A piezoelectric microvalve for cryogenic applications

Abstract

This paper reports on a normally open piezoelectrically actuated microvalve for high flow modulation at cryogenic temperatures. One application envisioned is to control the flow of a cryogen for distributed cooling with a high degree of temperature stability and a small thermal gradient. The valve consists of a micromachined die fabricated from a silicon-on-insulator wafer, a glass wafer, a commercially available piezoelectric stack actuator and Macor™ ceramic encapsulation that has overall dimensions of 1 × 1 × 1 cm3. A perimeter augmentation scheme for the valve seat has been implemented to provide high flow modulation.
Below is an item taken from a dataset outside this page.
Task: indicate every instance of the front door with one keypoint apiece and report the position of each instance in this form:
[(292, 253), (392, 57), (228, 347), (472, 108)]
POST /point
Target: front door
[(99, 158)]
In tests performed at room temperature the flow was modulated from 980 mL min−1 with the valve fully open (0 V), to 0 mL min−1 with a 60 V actuation voltage, at an inlet gauge pressure of 55 kPa. This range is orders of magnitude higher flow than the modulation capability of similarly sized piezoelectric microvalves. At the cryogenic temperature of 80 K, the valve successfully modulated gas flow from 350 mL min−1 down to 20 mL min−1 with an inlet pressure of 104 kPa higher than the atmosphere. The operation of this valve has been validated at elevated temperatures as well, up to 380 K. The valve has a response time of less than 1 ms and has operational bandwidth up to 820 kHz.